Volkswagen e-Golf review
We recently sampled VW's e-Golf for two weeks and think they've got something special. However, it's not for sale in South Africa. It was only brought to our shores for testing purposes. (So take our word for it.)
In terms of looks, well, it looks nothing like an electric car. As opposed to most electric cars which are unappealing to the eye and quite polarizing, the e-Golf is quite the opposite. Apart from the branding on the doors and "e-Golf" badge on the side and back, it would easily appear as an internal combustion engine Golf 7.5. Another clue is the blue light strip that runs across the grille, which indicates it is an electric car. The wheels are closed off to reduce drag, which also indicates it is an electric car.
Inside, still the same Golf 7 interior, there is a digital drivers display which shows your battery meter, your range and a wide range of information while the Discover Media Pro is Android Auto and Apple Carplay compatible.
The Volkswagen e-Golf is powered by a 35.8kWh battery however only 32kWh of that is actually usable. Battery range is claimed to be between 170km and 230kms, however, we found ourselves bouncing between 230kms and 260kms. You can expect 100kW of power and 290nm of torque in a matter of seconds. Charging is performed using a Type 2 charger, which can be used in both AC and DC modes. There is no doubt that you are curious to know how much it costs to charge and if it is more cost-effective than the petrol version. You'll need your calculators for this; here's how you calculate.

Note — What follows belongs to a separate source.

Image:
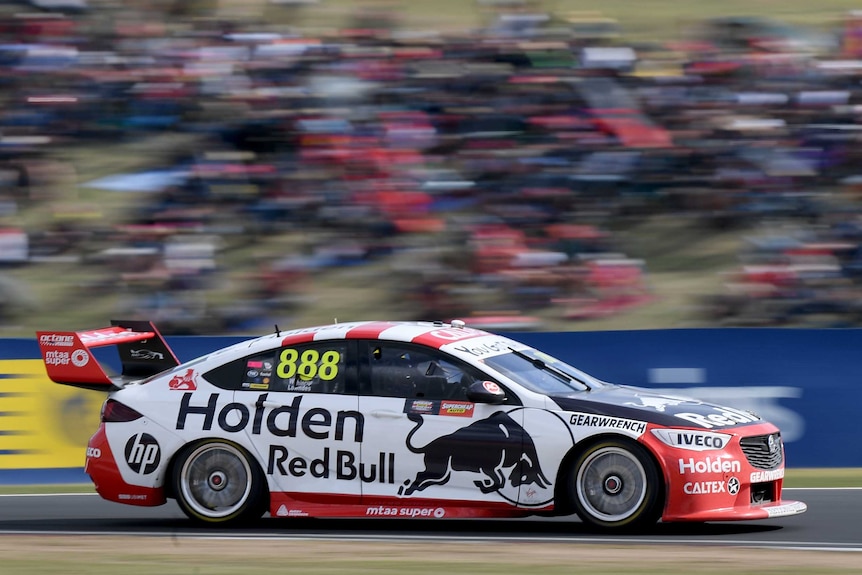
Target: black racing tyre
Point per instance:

Rate of your Municipal/Eskom Fee multiplied by the battery size of the e-Golf e.g my municipality charges me R2.45 per kilowatt hour. Taking that R2.45 and multiplying it by the e-Golf's usable battery size, which is 32kWh, we get R74.80 for a full charge which lasts me about 170km - 260kms. Is it worth it? Is it cheaper? I believe it is. (These calculations are based on MY municipal tariffs, but they will vary depending on where you live). The prices will also differ based on public chargers.
In terms of driving, the e-Golf drives well. There are various regenerative modes, which I appreciated. You can select how much regeneration you want. It also has three driving modes, Normal, Eco and Eco+. Eco+ restricts your driving a lot. Your throttle is limited, you cannot drive over 90kms per hour and your aircon is completely turned off, so I mostly played in Eco.

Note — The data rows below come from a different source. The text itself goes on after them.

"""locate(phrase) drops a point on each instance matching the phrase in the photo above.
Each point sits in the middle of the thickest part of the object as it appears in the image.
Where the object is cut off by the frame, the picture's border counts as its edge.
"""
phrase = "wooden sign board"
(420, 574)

The most crucial thing that one needs to understand while driving an electric vehicle is planning. Planning your routes and where your chargers can be located is vital. That being said, I was fortunate enough to live in close proximity to a 60kW DC fast charger. This always took me from 40% battery capacity to 100% in less than 45 minutes. While there are a number of fast chargers out there, it is also worth noting that the e-Golf supports up to 40kW of fast charging. So whether you use a 50, 60 or 150kW fast charger, the e-Golf will only support up to 40kW, a feature I found quite impressive in terms of preserving the battery life. I also charged at home, something which was easy, but the slowest method. It took about 12 hours from 20% to 100%.

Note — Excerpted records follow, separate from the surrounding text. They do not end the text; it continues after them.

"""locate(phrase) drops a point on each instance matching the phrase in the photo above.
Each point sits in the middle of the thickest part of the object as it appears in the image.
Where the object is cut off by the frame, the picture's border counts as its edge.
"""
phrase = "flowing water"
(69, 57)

Overall, the e-Golf was bliss to live in over the two weeks. It is spacious and I think the looks are incredible. Planning however is essential, and not just with the e-Golf, but with almost all EVs, especially in our country. The infrastructure is not yet quite there and chargers are not as easily accessible. The main metros have a few however finding chargers is a bit tricky. Plugshare was helpful, but it does not clearly state if the charger you are travelling to is free or currently occupied. Anyway, the e-Golf itself is a real winner and it is quite unfortunate that we are not receiving this model in South Africa. I think they would do quite well.